ICYMI – December 3, 2021 Weekly Market Recap: Market volatility since the emergence of the Omicron variant on Thanksgiving continued last week as Fed Chair Powell publicly supported accelerating the tapering process and November’s jobs report caused some confusion about the trajectory of the labor market. The uncertainty the new variant poses for the health and economic outlooks remained of top concern early last week. However, Omicron was forced to share the spotlight from Tuesday with growing angst about the future of Fed policy. Chair Powell told a Senate committee that he supported accelerating the tapering process to provide optionality on rate increases earlier in 2022 amid persistently strong inflation. Several other Fed officials later said they too supported a faster taper. Not surprisingly, November’s nonfarm payroll data was the focus of a hefty economic calendar. The report was somewhat confounding, as the two underlying reports painted drastically different pictures of hiring during the month; the popular nonfarm payroll tally was much weaker than hiring in the household report. Looking for other current employment indicators to triangulate the signal, jobless claims remained strong and both ISM reports, which topped expectations, included positive employment prints. Elsewhere in the payroll data, unemployment continued its rapid decline despite a welcomed rise in participation and wage growth remained firm, albeit less strong than expected. With investors anxious about a more aggressive Fed amid heightened economic uncertainty, Treasury yields tumbled and the curve flattened. After steepening Monday, the spread between the 2-year and 10-year yields collapsed 26 bps from Tuesday to Friday, the sharpest four-day decline since November 2011. The 75.0-bps spread marked the least slope since November 2020. Click here to view the full recap.

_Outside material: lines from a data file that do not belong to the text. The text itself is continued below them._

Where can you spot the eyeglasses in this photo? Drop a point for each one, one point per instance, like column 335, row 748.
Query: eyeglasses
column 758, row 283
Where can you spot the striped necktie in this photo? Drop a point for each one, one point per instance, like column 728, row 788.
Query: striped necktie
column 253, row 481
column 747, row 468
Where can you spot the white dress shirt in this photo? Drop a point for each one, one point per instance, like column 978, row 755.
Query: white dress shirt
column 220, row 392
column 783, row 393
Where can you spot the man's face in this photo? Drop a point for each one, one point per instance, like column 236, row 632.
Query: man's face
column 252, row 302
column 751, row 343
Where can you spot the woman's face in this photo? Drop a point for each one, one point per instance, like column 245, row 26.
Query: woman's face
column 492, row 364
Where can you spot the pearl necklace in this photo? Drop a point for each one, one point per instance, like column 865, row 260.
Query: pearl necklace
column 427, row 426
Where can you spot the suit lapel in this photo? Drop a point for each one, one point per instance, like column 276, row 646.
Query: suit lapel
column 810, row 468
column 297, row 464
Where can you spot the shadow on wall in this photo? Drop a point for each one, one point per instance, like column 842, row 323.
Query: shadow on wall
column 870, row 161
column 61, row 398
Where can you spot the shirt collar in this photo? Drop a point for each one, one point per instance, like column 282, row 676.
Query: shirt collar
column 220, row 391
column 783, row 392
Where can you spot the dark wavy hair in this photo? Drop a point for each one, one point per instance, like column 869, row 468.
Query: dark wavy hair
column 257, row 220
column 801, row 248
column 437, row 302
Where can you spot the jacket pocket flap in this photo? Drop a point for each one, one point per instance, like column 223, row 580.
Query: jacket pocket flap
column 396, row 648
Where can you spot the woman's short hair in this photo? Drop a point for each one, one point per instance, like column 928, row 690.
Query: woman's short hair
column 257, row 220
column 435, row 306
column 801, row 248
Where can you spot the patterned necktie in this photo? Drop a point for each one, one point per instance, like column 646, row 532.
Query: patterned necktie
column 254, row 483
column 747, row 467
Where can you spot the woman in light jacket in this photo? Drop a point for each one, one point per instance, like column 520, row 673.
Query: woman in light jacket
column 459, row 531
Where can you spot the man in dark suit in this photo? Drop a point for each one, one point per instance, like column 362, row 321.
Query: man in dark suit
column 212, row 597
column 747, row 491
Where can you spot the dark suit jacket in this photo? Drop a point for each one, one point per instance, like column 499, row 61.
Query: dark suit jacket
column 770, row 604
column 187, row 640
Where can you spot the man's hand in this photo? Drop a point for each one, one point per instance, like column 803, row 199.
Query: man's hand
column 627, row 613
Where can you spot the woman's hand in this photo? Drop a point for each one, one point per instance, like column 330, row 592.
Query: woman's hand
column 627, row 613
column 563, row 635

Most Markets Attempt a Reversal of Friday’s Risk-Off Rip: Last week’s focus on market volatility remained prevalent in weekend market commentary as Bitcoin tumbled sharply Saturday. Additionally, shares of global tech companies remain weak Monday, leading to broader declines for Asian equity indices and pre-market losses for Nasdaq futures. Other markets, however, have attempted to reverse some of last week’s risk-off moves. European equities rallied and futures tracking the Dow and S&P 500 were higher by 0.6% and 0.3%, respectively. Oil prices had recovered nearly 3% and Treasury yields were higher and steeper. The 2-year yield had added 3.6 bps to 0.62% while the 10-year yield rose 4.6 bps to 1.39%, steepening the curve for the first time since Monday. European yields were more subdued, however, and uncertainty about the economic impact of the Omicron variant and the future Fed policy remained elevated. In Europe, cases had already reached their worst levels of the pandemic even before Omicron was identified publicly, leading governments to implement new restrictions. Data Monday showed a sharp contraction of orders from German factories in October and the weakest reading of confidence among European investors in eight months.